The Voynich Ninja

Full Version: How to recombine glyphs to increase character entropy?
You're currently viewing a stripped down version of our content. View the full version with proper formatting.
Pages: 1 2 3 4 5 6 7 8
(02-05-2020, 11:23 AM)MarcoP Wrote: You are not allowed to view links. Register or Login to view.Another difference is that I used the Zandbergen Landini transcription, while Koen used Takahashi's. But I don't think this really makes a difference.

Takeshi Takahashi's transliteration is used in different sources, and they are not all the same. I have been working with the one that can be extracted from the interlinear file.

Also of the ZL transliteration there are several versions, as I have been fixing errors and improving consistency in it.

The differences in location of word spaces is likely to be significant.

At the glyph level the correspondence between the two is 97.5% and this difference will show up in the statistics.

To test two different tools or approaches, both should use an identical input data set.

To see the impact of transliteration errors, one could apply the same tool to two different source texts and see what difference it makes. This is an indicative test, because there may be common errors.

Standard texts for reproducible analyses may be found You are not allowed to view links. Register or Login to view. .
Thank you very much, Rene! You are right, of course: I apologize for the lack of references.

The Takahashi and ZL transcriptions I used in the previous posts are:

ZL_ivtff_1c.txt - which you mentioned You are not allowed to view links. Register or Login to view., but does not seem to be available anywhere any more;

TT_ivtff_v0a.txt - which also does not seem to be available online any more.
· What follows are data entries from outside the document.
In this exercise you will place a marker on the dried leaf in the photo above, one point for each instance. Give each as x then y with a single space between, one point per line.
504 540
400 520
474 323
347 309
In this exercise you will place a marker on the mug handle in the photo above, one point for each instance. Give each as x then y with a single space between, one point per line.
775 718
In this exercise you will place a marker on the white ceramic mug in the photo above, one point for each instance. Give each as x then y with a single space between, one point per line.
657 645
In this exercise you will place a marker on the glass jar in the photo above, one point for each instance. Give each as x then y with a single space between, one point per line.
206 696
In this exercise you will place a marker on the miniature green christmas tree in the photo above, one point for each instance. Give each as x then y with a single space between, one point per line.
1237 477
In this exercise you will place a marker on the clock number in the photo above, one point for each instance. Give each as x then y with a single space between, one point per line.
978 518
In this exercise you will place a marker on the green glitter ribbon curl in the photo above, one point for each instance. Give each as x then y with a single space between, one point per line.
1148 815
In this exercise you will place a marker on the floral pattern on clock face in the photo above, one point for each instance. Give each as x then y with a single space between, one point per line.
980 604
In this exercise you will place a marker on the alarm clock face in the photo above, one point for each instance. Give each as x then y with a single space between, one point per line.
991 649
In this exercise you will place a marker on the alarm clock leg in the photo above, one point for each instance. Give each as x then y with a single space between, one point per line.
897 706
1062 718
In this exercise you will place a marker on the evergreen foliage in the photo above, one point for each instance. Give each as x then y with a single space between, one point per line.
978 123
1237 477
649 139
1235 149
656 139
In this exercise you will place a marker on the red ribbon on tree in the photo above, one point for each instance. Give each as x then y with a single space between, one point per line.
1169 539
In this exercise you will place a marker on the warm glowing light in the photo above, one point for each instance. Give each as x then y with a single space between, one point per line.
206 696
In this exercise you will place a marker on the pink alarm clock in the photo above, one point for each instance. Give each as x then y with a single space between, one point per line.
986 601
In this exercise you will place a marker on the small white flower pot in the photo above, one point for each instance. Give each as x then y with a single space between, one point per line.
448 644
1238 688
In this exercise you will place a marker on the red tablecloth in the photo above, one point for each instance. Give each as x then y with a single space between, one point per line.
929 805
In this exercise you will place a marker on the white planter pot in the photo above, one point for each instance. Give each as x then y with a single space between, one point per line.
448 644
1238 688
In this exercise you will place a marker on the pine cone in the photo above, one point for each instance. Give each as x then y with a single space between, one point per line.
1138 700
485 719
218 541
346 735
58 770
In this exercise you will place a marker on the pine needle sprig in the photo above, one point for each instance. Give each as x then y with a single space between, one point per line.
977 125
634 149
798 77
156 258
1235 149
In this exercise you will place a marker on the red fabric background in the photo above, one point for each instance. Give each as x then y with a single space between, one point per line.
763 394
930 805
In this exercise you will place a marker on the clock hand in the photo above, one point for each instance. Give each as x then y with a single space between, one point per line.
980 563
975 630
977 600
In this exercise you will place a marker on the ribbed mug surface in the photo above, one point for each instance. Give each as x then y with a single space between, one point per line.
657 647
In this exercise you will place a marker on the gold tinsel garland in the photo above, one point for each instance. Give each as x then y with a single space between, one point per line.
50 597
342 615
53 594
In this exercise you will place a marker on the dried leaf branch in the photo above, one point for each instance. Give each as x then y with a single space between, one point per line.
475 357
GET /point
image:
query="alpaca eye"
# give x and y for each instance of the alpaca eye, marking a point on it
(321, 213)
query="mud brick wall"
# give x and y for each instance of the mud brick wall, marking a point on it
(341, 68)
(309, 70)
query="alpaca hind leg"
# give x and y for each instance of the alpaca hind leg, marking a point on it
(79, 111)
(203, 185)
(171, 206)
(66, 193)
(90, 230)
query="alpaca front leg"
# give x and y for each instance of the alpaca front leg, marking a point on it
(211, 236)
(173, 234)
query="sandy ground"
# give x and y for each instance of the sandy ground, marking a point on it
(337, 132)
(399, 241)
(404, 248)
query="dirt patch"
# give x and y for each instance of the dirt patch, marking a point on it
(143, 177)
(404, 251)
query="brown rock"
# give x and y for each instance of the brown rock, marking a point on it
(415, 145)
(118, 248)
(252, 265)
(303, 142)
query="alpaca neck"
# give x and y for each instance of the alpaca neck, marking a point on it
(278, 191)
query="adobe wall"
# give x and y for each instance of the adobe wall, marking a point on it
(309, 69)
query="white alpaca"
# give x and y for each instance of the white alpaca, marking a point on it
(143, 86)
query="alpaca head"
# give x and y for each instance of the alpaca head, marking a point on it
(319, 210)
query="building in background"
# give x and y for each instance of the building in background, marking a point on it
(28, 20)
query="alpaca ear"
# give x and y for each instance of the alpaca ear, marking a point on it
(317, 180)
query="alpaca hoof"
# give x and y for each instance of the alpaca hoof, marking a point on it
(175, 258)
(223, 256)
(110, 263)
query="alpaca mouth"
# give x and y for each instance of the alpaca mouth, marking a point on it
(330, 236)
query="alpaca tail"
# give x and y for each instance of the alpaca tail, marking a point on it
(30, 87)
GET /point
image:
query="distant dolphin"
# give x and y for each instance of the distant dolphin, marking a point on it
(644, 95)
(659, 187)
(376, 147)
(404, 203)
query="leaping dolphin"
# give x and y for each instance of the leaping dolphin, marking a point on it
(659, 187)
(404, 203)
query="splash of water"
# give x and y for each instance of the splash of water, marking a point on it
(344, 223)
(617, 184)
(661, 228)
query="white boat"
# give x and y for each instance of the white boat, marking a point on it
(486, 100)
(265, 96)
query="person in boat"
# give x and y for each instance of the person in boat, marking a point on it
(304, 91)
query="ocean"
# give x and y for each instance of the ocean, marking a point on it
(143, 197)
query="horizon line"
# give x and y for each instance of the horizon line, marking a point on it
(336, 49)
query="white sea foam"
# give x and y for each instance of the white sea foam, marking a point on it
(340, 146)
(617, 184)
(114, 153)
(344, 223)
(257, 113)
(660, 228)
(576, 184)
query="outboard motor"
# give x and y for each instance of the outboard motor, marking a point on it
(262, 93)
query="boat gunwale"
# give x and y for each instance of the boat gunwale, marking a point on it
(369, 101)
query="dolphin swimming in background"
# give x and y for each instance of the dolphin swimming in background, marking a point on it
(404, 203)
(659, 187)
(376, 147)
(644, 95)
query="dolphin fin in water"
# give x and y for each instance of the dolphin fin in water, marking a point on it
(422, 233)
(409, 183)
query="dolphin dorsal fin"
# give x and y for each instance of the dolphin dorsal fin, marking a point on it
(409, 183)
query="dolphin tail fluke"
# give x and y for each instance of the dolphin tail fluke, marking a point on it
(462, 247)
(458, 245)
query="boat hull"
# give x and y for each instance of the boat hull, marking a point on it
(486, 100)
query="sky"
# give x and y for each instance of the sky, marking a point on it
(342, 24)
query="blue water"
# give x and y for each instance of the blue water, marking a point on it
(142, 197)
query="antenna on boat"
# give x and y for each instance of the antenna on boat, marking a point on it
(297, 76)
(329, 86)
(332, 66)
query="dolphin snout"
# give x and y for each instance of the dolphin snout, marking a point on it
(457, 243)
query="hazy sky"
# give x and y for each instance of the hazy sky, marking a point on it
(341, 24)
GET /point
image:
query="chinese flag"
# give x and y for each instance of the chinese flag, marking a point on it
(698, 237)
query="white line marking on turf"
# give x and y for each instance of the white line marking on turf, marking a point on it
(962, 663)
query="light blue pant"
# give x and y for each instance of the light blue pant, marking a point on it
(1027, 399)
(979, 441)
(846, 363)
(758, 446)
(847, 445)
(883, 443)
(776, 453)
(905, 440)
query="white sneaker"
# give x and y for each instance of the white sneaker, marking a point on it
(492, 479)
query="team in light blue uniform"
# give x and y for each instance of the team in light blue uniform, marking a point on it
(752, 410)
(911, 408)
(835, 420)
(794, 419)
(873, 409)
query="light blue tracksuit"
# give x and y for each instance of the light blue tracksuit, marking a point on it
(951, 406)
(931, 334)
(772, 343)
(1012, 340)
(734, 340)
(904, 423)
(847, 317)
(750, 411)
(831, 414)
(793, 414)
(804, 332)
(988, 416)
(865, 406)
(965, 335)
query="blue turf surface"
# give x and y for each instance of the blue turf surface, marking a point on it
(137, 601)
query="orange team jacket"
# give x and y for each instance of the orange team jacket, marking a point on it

Have you ever considered using some kind of version control to distribute ivtt files? That could make older versions available, so that experiments that we run today may still be reproduced a couple of years from now.
....(baffled to see all these "investigations" going on here, all exactly the same as i performed years ago, with the exact same results ...)

You will see that using versions on transcriptions, will prove to be useful for one and useless for the other because transcriptions are still subjective, although I suspect that many of you disagree. That is also because the amount of errors made by the scribe (in using the wrong letters on that position) are approx. 1% of the total. These so called errors are not clearly visible but can be seen on statistical levels, as well as based on grammatical composition. Here on the forum they are often presented as exceptions or anomalies and used as argument why a certain theory does not hold, and that is the exact opposite of how I see it.

In my experience it is the utmost best, to use the same file, over and over again. Even if the transcript contains some errors, later on.
Any changes in between, must be downwards compatible otherwise comparisons with older investigations and analysis have become useless or less significant at least,
but it of course depends also a little bit on what you investigate. 

It is also possible to change the transcription text such a way, that you receive the results you are looking for. That is often done in publications regarding the Voynich.
Indeed, there are some good uses for older files, in particular regression testing of one's tools.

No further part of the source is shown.